Currently, EME is DRM-agnostic, with CDMs handling DRM-specific logic, including key management and policy enforcement. We have two primary paths:

A. ClearKey: A simple, cost-effective encryption method. Its primary drawback is the lack of robust security features, particularly the absence of TEE-based protection, making it vulnerable.
B. Full DRM Systems (Widevine, PlayReady, etc.): Offer comprehensive protection, especially with hardware-backed security. However, achieving broad compatibility often involves using less strict configurations, creating a security-usability tradeoff.
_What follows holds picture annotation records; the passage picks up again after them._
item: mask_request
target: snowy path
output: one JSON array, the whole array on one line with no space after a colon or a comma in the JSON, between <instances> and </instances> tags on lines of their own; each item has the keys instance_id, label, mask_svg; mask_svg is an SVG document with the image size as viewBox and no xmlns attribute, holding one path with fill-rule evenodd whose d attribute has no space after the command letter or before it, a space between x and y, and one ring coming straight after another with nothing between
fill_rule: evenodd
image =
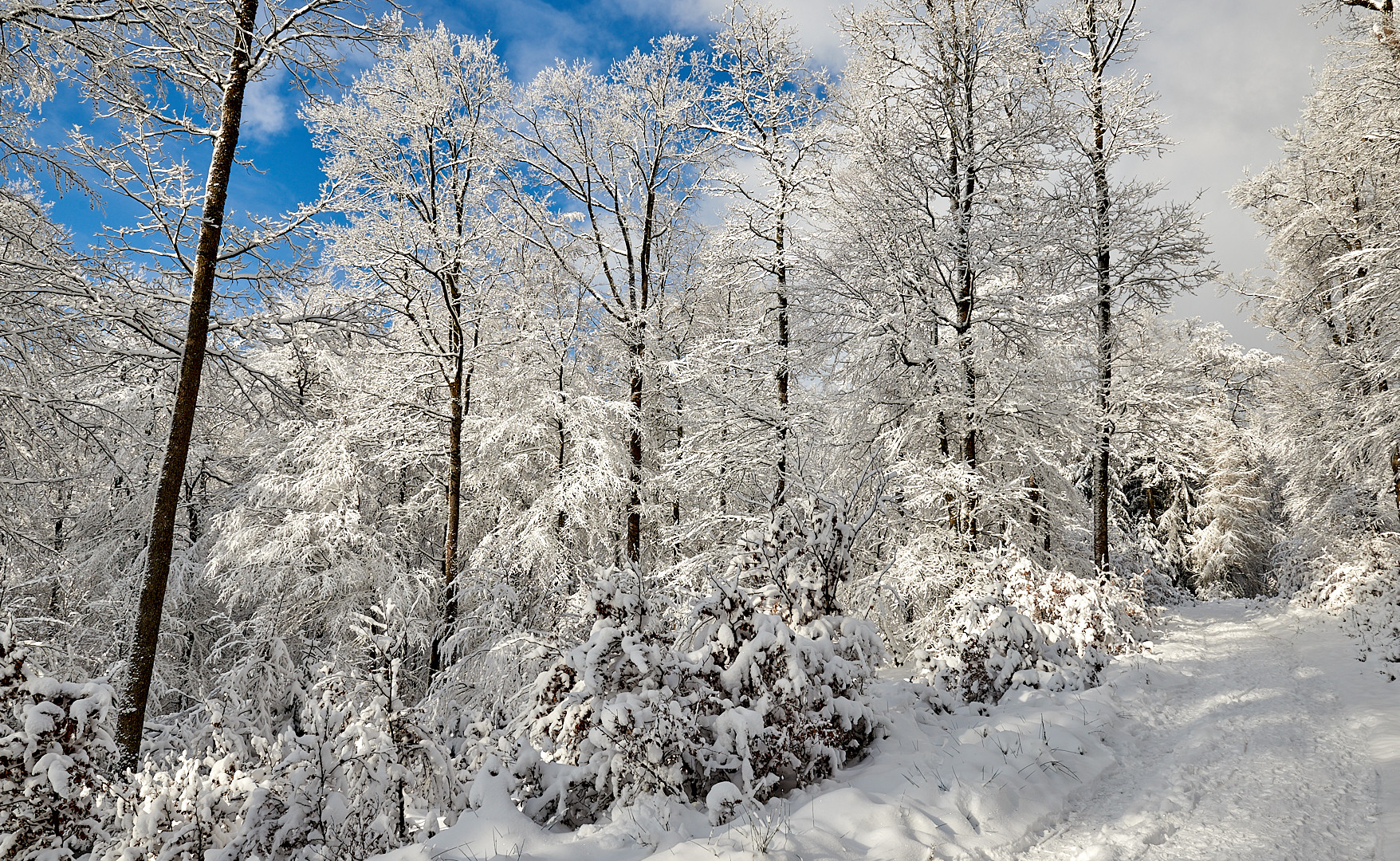
<instances>
[{"instance_id":1,"label":"snowy path","mask_svg":"<svg viewBox=\"0 0 1400 861\"><path fill-rule=\"evenodd\" d=\"M1176 608L1082 693L948 715L886 679L871 757L727 826L658 801L547 832L487 787L389 858L1400 861L1400 682L1357 655L1281 601Z\"/></svg>"},{"instance_id":2,"label":"snowy path","mask_svg":"<svg viewBox=\"0 0 1400 861\"><path fill-rule=\"evenodd\" d=\"M1203 603L1172 612L1152 654L1117 683L1135 736L1120 764L1029 847L984 857L1400 858L1400 685L1334 620Z\"/></svg>"}]
</instances>

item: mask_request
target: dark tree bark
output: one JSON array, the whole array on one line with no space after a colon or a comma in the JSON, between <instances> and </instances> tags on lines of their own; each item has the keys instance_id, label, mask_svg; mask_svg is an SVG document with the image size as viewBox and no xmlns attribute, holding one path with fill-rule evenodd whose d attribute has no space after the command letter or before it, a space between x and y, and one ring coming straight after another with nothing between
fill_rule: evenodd
<instances>
[{"instance_id":1,"label":"dark tree bark","mask_svg":"<svg viewBox=\"0 0 1400 861\"><path fill-rule=\"evenodd\" d=\"M175 412L171 416L165 459L161 463L155 505L151 512L151 532L146 546L146 577L141 603L136 617L136 631L126 669L126 689L116 727L119 766L134 769L141 750L141 728L146 722L146 700L151 690L155 666L155 645L161 633L161 612L165 585L169 580L171 552L175 543L175 515L179 510L189 440L195 428L195 406L199 402L200 372L204 365L209 337L209 312L214 301L214 267L224 232L224 209L228 202L228 178L238 151L238 132L244 113L244 92L248 88L249 50L258 21L258 0L238 0L238 32L228 62L228 84L224 88L218 116L218 139L209 165L204 188L204 211L195 253L195 277L190 283L189 326L181 356L179 382L175 388Z\"/></svg>"},{"instance_id":2,"label":"dark tree bark","mask_svg":"<svg viewBox=\"0 0 1400 861\"><path fill-rule=\"evenodd\" d=\"M1089 165L1093 171L1093 267L1095 267L1095 323L1098 329L1098 407L1093 447L1093 564L1100 571L1109 567L1109 458L1113 445L1113 421L1109 416L1113 398L1113 284L1109 253L1109 157L1105 147L1107 118L1103 109L1103 73L1109 56L1099 43L1099 17L1095 0L1085 4L1088 24L1091 74L1091 109L1093 112L1093 150Z\"/></svg>"},{"instance_id":3,"label":"dark tree bark","mask_svg":"<svg viewBox=\"0 0 1400 861\"><path fill-rule=\"evenodd\" d=\"M777 367L777 384L778 384L778 489L773 494L773 501L781 505L787 498L787 479L788 479L788 463L787 463L787 449L788 449L788 385L791 385L792 371L788 365L788 344L791 343L791 335L788 332L788 290L787 290L787 231L784 224L784 214L778 213L778 228L774 245L777 246L777 279L778 279L778 367Z\"/></svg>"}]
</instances>

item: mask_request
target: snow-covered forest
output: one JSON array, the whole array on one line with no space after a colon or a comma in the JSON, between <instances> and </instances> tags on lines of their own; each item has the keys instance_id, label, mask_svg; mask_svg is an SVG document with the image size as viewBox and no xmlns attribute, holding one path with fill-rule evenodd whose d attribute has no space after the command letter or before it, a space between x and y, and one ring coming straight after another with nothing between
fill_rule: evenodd
<instances>
[{"instance_id":1,"label":"snow-covered forest","mask_svg":"<svg viewBox=\"0 0 1400 861\"><path fill-rule=\"evenodd\" d=\"M0 860L1215 857L1142 853L1268 673L1338 743L1278 780L1372 792L1268 839L1400 851L1336 703L1400 715L1390 0L1308 10L1253 273L1140 176L1137 0L528 80L413 11L0 0ZM1218 281L1271 353L1168 314ZM1130 760L1184 819L1075 854Z\"/></svg>"}]
</instances>

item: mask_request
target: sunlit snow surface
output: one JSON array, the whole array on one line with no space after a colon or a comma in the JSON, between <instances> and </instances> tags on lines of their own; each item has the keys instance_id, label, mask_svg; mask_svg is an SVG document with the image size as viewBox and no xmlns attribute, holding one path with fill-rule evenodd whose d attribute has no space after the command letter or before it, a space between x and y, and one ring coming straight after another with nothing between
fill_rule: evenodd
<instances>
[{"instance_id":1,"label":"sunlit snow surface","mask_svg":"<svg viewBox=\"0 0 1400 861\"><path fill-rule=\"evenodd\" d=\"M1282 602L1176 608L1086 693L935 715L886 678L868 759L721 827L654 802L552 833L486 792L385 858L1400 861L1400 683L1357 654Z\"/></svg>"}]
</instances>

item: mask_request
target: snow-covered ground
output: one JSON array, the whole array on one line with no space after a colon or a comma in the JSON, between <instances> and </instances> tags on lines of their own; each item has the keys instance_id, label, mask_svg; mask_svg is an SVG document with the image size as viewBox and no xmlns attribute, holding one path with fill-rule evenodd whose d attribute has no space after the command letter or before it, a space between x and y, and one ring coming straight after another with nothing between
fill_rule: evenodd
<instances>
[{"instance_id":1,"label":"snow-covered ground","mask_svg":"<svg viewBox=\"0 0 1400 861\"><path fill-rule=\"evenodd\" d=\"M1085 693L935 715L886 679L868 759L725 826L658 801L546 832L479 785L477 811L386 858L1400 861L1400 683L1357 655L1284 602L1176 608Z\"/></svg>"}]
</instances>

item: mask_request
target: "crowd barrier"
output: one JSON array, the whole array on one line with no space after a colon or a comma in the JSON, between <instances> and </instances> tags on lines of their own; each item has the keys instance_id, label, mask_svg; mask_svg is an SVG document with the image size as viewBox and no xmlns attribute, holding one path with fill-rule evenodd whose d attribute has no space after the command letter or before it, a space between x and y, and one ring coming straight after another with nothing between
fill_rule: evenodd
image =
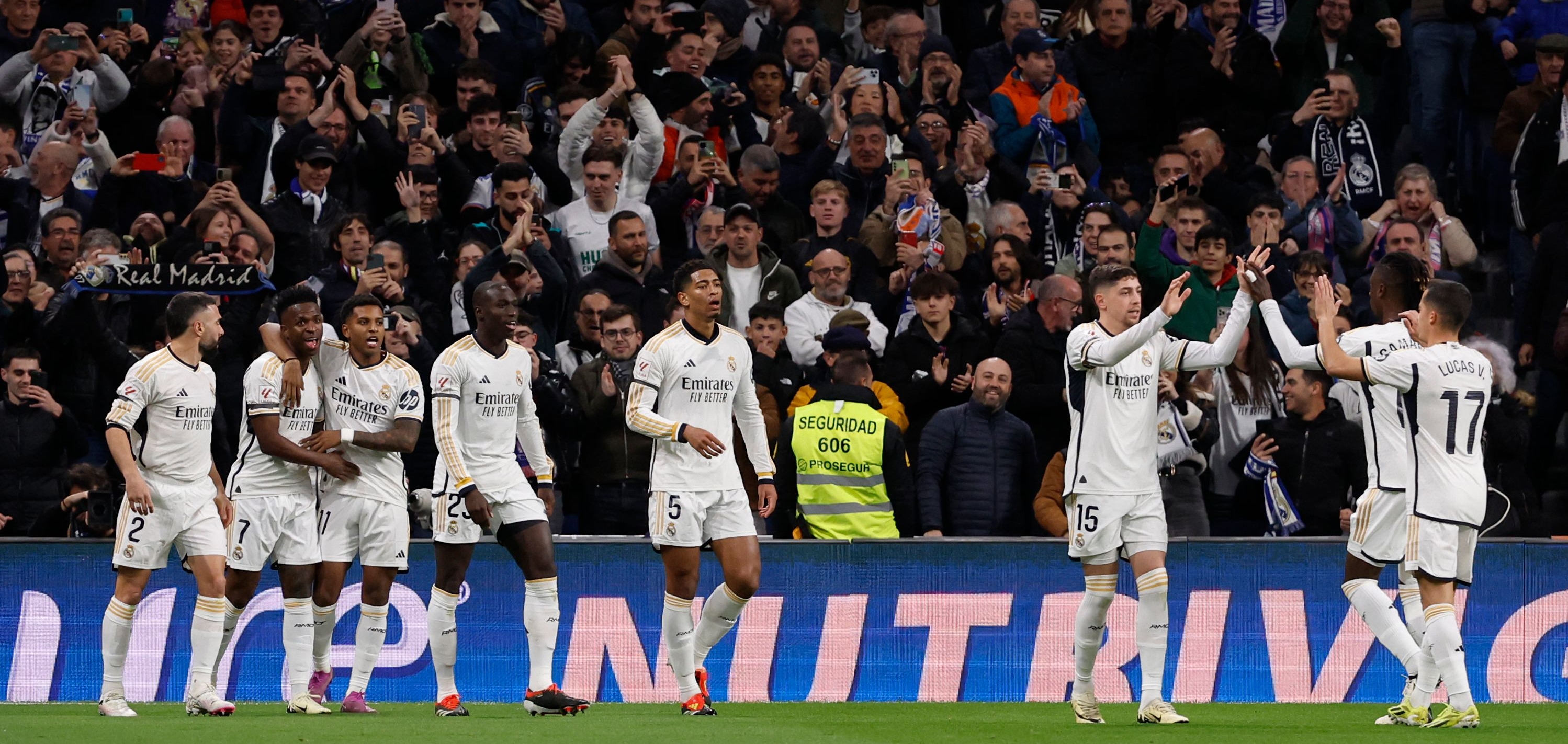
<instances>
[{"instance_id":1,"label":"crowd barrier","mask_svg":"<svg viewBox=\"0 0 1568 744\"><path fill-rule=\"evenodd\" d=\"M0 540L5 697L93 700L110 545ZM717 700L1063 700L1083 578L1060 540L767 542L762 589L709 656ZM663 570L646 540L561 540L555 672L604 702L665 702L676 686L660 644ZM1341 594L1336 540L1176 540L1170 547L1165 694L1176 702L1389 702L1402 669ZM425 627L430 544L411 547L392 592L372 700L436 692ZM358 576L353 570L350 580ZM706 554L706 597L720 581ZM1394 572L1383 587L1394 595ZM528 683L522 575L481 544L458 608L458 686L467 700L516 702ZM1138 688L1137 608L1123 564L1096 669L1102 702ZM359 584L339 600L331 699L348 683ZM194 583L157 572L135 617L130 700L179 700ZM1475 586L1455 601L1471 686L1482 702L1568 700L1568 544L1491 540ZM699 606L693 608L693 612ZM235 700L284 697L282 600L267 572L220 684Z\"/></svg>"}]
</instances>

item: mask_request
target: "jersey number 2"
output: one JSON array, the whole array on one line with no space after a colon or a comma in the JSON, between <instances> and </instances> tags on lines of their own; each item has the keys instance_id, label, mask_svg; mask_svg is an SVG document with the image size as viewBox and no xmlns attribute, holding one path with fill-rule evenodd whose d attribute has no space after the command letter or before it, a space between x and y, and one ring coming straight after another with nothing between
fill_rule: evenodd
<instances>
[{"instance_id":1,"label":"jersey number 2","mask_svg":"<svg viewBox=\"0 0 1568 744\"><path fill-rule=\"evenodd\" d=\"M1449 401L1449 454L1455 450L1455 434L1460 426L1460 392L1444 390L1441 398ZM1469 440L1465 443L1465 454L1475 454L1475 424L1480 423L1480 409L1486 407L1486 393L1480 390L1471 390L1465 393L1466 401L1475 401L1475 414L1471 415L1471 431Z\"/></svg>"}]
</instances>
My proposal: Extend EME to allow the option for a software-based, best-effort capture protection mechanism to be implemented when using ClearKey.

Rationale:
A. Address a Gap: While ClearKey is inherently less secure, adding a best-effort capture protection layer (similar to Widevine L3's capabilities) would offer an incremental improvement.
B. Security-Usability Balance: ClearKey remains the simplest and least restrictive option. For content where robust DRM is overkill or cost-prohibitive, this addition provides a middle ground.
C. Content Creator Choice: Content creators needing stronger, guaranteed protection can still utilize TEE-based DRM solutions. This proposal simply adds a lightweight option for ClearKey users.
D. Leverage Browser Capabilities: Browsers already possess APIs (as seen with Widevine L3 and other less restrictive DRM flavors) that could be used to implement software-based capture protection.

This would not make ClearKey as secure as a full DRM, but it would provide a valuable, optional layer of basic capture protection within its existing framework.